DM-EFD prototype implementation based on Kafka and InfluxDB.

Note

This technote is not yet published.

1 Introduction¶

2 The adopted technologies¶

2.1 The Confluent Kafka platform¶

2.2 The InfluxData stack¶

2.2.1 Why a time series database?¶

2.2.2 Why InfluxData?¶

The InfluxData stack provides a complete solution for storing, visualizing and processing time series data:

InfluxDB is an open-source time series database written in Go, it has an SQL-like query language (InfluxQL) and provides an HTTP API as well as API client libraries.
Chronograf is an open-source web application for time series visualization written in Go and React.js
Kapacitor is an open-source framework written in Go for processing, monitoring, and alerting on time series data.

3 Deploying Confluent Kafka and InfluxData¶

3.1 The GKE cluster specs¶

Machine type: n1-standard-2 (2 vCPUs, 7.5 GB memory)
Size: 3 nodes
Total cores: 6 vCPUs
Total memory: 22.50 GB

The above specs are sufficient for running JVM, but not recommended for production.
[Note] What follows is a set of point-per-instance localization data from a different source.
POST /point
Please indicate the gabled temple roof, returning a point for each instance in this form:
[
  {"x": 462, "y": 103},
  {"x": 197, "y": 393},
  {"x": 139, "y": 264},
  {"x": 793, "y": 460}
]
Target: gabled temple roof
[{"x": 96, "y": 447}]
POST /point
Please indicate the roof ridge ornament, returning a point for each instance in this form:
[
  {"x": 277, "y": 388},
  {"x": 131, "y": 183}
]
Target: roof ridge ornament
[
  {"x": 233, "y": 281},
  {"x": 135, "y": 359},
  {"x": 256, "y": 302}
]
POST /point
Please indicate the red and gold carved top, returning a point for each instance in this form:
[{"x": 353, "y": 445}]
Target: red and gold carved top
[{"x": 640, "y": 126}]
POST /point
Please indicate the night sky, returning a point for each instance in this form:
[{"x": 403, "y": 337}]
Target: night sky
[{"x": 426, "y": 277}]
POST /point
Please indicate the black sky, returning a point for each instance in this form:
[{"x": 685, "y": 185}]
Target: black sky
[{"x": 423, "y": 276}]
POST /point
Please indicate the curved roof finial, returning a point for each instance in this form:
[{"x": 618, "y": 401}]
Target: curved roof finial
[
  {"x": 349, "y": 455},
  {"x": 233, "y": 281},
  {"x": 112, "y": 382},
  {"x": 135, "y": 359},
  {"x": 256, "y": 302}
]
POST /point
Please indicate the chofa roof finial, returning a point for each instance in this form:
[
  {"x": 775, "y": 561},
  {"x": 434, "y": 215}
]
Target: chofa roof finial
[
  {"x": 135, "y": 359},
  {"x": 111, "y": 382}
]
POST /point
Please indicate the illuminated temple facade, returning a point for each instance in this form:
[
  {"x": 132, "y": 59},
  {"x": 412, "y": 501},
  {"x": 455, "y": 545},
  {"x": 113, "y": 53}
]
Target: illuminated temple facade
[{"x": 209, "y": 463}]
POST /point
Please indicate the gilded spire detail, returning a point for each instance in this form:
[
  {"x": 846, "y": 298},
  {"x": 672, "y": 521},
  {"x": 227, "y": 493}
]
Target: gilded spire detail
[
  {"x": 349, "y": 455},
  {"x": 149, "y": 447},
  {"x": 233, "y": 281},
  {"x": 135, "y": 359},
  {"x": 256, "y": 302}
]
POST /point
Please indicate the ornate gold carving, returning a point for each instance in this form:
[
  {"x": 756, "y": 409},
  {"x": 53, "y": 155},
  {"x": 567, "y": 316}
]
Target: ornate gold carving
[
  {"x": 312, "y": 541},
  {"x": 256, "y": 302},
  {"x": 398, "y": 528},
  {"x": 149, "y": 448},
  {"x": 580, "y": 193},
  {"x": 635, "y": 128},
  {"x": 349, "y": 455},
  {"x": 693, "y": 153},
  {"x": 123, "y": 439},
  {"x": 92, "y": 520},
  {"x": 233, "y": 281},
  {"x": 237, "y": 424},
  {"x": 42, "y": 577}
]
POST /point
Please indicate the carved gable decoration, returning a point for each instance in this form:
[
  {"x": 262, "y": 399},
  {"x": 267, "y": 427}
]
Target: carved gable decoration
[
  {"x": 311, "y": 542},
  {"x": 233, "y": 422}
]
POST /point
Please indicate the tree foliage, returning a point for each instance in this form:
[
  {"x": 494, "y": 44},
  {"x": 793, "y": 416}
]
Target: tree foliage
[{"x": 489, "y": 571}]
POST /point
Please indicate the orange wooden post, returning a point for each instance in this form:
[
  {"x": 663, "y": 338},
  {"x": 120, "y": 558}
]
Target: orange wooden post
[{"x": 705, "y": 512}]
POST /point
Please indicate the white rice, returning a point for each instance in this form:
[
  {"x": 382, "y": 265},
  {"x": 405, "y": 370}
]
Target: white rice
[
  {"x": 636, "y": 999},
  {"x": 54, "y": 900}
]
See Running Kafka in Production and InfluxDB hardware guidelines for single node for more information.

The performance requirements for InfluxDB, based on the expected throughout (see below), falls into the moderate load category, thus a single InfluxDB node instance for the DM-EFD should be enough.

3.2 Terraform and Helm¶

3.3 Monitoring¶

4 Connecting Kafka and InfluxDB¶

At the time of this implementation, the Confluent InfluxDB connector was still in preview and did not have the functionality we needed. Instead of the Confluent InfluxDB connector, we used the InfluxDB Sink connector developed by Landoop.

We added the Landoop InfluxDB Sink connector 1.1 plugin to the cp-kafka-connect container, and implemented scripts to facilitate its configuration.
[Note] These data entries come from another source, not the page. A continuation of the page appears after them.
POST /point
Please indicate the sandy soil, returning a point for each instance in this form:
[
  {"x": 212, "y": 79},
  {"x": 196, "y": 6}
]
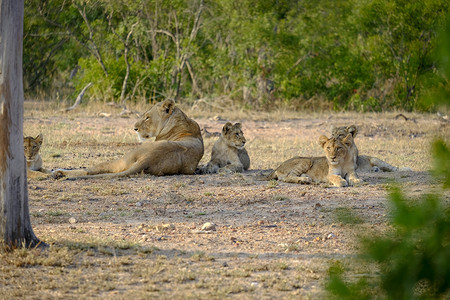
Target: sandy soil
[{"x": 254, "y": 220}]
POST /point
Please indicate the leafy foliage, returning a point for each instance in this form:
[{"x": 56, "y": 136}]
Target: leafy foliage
[
  {"x": 414, "y": 259},
  {"x": 366, "y": 55}
]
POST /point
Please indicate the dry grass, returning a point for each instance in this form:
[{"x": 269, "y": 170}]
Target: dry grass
[{"x": 136, "y": 237}]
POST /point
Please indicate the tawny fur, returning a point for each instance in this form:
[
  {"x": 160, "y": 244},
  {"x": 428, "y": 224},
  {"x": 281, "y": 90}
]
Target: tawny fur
[
  {"x": 177, "y": 149},
  {"x": 228, "y": 153},
  {"x": 363, "y": 163},
  {"x": 31, "y": 147},
  {"x": 336, "y": 167}
]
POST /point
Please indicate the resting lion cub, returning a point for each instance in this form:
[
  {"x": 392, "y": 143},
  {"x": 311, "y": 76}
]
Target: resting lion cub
[
  {"x": 31, "y": 147},
  {"x": 363, "y": 163},
  {"x": 177, "y": 149},
  {"x": 228, "y": 153},
  {"x": 336, "y": 167}
]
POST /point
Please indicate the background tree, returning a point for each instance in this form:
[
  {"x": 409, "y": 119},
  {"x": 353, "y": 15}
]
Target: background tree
[
  {"x": 15, "y": 226},
  {"x": 368, "y": 55}
]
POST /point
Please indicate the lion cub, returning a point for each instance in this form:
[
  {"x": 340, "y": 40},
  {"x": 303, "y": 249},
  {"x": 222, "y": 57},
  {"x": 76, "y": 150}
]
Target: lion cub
[
  {"x": 363, "y": 163},
  {"x": 336, "y": 167},
  {"x": 31, "y": 147},
  {"x": 228, "y": 152}
]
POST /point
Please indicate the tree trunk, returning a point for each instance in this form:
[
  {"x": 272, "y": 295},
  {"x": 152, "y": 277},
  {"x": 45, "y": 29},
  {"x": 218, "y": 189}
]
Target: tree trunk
[{"x": 15, "y": 225}]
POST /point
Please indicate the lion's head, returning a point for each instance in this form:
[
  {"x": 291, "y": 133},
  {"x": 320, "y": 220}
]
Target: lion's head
[
  {"x": 165, "y": 121},
  {"x": 342, "y": 131},
  {"x": 336, "y": 149},
  {"x": 233, "y": 135},
  {"x": 32, "y": 146}
]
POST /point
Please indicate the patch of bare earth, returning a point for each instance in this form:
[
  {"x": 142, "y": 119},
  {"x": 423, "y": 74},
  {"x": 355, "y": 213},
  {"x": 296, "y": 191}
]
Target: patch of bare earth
[{"x": 142, "y": 236}]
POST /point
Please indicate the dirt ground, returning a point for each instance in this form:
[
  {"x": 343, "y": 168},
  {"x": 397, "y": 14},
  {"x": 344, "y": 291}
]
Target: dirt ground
[{"x": 271, "y": 239}]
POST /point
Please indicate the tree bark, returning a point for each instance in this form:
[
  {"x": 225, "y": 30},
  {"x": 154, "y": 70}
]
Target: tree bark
[{"x": 15, "y": 225}]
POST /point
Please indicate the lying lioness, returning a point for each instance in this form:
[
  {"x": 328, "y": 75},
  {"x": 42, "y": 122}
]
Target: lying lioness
[
  {"x": 336, "y": 167},
  {"x": 31, "y": 147},
  {"x": 364, "y": 163},
  {"x": 228, "y": 152},
  {"x": 177, "y": 149}
]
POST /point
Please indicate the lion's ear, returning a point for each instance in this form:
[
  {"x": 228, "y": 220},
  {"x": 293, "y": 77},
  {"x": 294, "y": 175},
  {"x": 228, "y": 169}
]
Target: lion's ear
[
  {"x": 167, "y": 106},
  {"x": 227, "y": 127},
  {"x": 39, "y": 138},
  {"x": 353, "y": 130},
  {"x": 348, "y": 140},
  {"x": 322, "y": 140}
]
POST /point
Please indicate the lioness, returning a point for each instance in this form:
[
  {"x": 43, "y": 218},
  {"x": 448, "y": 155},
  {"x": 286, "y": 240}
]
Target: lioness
[
  {"x": 31, "y": 147},
  {"x": 363, "y": 163},
  {"x": 228, "y": 152},
  {"x": 177, "y": 149},
  {"x": 336, "y": 166}
]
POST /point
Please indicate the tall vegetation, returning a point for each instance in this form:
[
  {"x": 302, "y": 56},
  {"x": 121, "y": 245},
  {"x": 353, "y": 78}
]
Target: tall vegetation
[
  {"x": 414, "y": 256},
  {"x": 362, "y": 55}
]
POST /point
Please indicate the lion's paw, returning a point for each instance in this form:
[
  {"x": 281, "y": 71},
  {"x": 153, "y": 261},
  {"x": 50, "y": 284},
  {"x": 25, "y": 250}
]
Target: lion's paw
[{"x": 58, "y": 174}]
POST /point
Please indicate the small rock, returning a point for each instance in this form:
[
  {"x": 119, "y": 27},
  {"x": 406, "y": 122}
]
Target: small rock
[
  {"x": 209, "y": 227},
  {"x": 331, "y": 236},
  {"x": 165, "y": 227}
]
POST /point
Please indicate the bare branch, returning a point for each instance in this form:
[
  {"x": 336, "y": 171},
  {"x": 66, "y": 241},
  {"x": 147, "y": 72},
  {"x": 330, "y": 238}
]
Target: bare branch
[{"x": 79, "y": 98}]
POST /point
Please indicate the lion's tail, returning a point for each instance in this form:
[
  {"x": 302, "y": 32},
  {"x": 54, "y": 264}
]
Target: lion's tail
[{"x": 264, "y": 176}]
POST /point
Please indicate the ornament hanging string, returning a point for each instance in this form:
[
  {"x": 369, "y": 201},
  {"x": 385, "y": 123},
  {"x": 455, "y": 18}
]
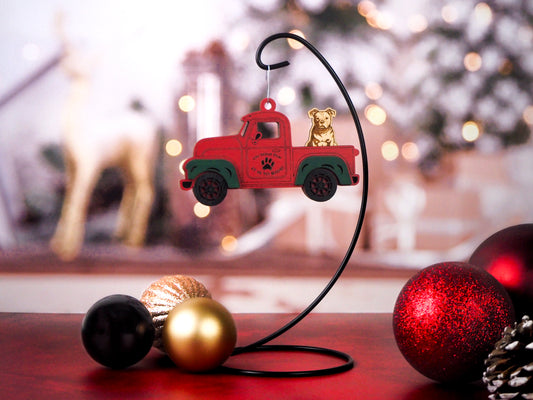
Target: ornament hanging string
[
  {"x": 261, "y": 345},
  {"x": 268, "y": 82}
]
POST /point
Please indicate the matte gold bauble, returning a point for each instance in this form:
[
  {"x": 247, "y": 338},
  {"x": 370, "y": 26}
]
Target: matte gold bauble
[
  {"x": 164, "y": 294},
  {"x": 199, "y": 334}
]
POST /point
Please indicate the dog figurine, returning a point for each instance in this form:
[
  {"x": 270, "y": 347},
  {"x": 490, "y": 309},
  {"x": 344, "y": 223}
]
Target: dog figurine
[{"x": 321, "y": 132}]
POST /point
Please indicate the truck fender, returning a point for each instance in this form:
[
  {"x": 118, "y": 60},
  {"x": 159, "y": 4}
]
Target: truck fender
[
  {"x": 223, "y": 167},
  {"x": 333, "y": 163}
]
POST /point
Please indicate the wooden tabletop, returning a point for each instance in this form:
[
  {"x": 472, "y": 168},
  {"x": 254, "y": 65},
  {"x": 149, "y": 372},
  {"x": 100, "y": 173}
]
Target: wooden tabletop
[{"x": 42, "y": 358}]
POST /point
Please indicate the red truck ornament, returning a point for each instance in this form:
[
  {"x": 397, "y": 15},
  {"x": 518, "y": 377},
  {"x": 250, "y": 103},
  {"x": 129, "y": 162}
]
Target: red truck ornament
[{"x": 262, "y": 156}]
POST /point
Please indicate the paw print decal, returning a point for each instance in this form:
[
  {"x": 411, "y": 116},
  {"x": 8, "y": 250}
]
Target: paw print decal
[{"x": 267, "y": 163}]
A limitation of version 1.1, though, was the lack of support for the Avro array data type, which was solved by contributing to the plugin development.

4.1 The InfluxDB schema¶

One of the characteristics of InfluxDB is that the schema is created as the data is written to the database, this is commonly referred as schemaless or schema-on-write. The advantage is that no schema creation and database migrations are needed, greatly simplifying the database management. However, it also means that it is not possible to enforce a schema with InfluxDB only.

In the proposed architecture, the schema is controlled by Kafka through Avro and the Schema Registry. As the schema may need to evolve over time it is important for InfluxDB, and for other consumers, to be able to handle data encoded with both old and new schema seamlessly. While schema evolution is not explored throughout this report it is certainly important and must be revisited.
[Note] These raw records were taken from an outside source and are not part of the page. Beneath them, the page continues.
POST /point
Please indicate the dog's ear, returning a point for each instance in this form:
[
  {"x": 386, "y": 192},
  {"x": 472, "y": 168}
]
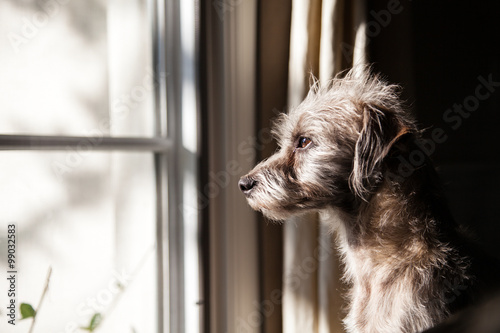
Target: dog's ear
[{"x": 380, "y": 131}]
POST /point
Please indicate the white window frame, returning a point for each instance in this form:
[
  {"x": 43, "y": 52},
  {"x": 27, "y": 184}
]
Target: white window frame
[{"x": 171, "y": 160}]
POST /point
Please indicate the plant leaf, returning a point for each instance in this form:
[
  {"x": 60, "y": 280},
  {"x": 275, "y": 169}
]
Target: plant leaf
[
  {"x": 94, "y": 322},
  {"x": 27, "y": 311}
]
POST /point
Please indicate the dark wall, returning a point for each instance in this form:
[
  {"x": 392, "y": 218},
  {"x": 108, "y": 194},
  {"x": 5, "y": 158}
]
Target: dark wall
[{"x": 446, "y": 55}]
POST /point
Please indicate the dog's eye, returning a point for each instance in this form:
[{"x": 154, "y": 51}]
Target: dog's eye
[{"x": 304, "y": 142}]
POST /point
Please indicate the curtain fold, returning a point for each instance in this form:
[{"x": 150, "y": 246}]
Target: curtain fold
[{"x": 326, "y": 36}]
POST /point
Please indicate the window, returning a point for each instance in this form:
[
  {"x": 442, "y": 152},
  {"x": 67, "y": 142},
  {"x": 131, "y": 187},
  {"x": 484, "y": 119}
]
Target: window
[{"x": 98, "y": 144}]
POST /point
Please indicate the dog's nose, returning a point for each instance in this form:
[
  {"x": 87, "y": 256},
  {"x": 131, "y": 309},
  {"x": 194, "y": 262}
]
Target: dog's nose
[{"x": 246, "y": 184}]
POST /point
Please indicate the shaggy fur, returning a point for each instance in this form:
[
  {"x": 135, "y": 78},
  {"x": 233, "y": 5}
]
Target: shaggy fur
[{"x": 340, "y": 153}]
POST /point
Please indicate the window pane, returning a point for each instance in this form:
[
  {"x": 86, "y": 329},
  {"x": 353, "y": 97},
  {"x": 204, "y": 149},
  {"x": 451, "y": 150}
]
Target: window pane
[
  {"x": 91, "y": 218},
  {"x": 76, "y": 68}
]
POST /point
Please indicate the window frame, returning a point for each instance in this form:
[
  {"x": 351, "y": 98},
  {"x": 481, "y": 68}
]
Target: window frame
[{"x": 166, "y": 147}]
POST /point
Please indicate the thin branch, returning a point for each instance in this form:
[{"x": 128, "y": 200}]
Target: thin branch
[{"x": 46, "y": 287}]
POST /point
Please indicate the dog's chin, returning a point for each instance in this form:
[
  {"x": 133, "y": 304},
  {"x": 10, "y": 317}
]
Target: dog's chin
[{"x": 275, "y": 213}]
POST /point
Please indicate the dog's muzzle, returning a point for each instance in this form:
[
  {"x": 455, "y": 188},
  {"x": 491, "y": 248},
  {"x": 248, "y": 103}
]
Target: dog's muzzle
[{"x": 247, "y": 184}]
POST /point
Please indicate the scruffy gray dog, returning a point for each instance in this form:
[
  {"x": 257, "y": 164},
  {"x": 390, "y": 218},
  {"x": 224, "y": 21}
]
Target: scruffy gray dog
[{"x": 340, "y": 153}]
The data written to InfluxDB, however, does not necessarily need to follow the Avro schema. The InfluxDB Sink Connector supports KCQL, the Kafka Connect Query Language, That can be used to select fields define the target measurement, and set tags to annotate the measurements.

In the current implementation, the InfluxDB schema is the simplest possible. We create an InfluxDB measurement with the same name as the topic and select all fields from the topic.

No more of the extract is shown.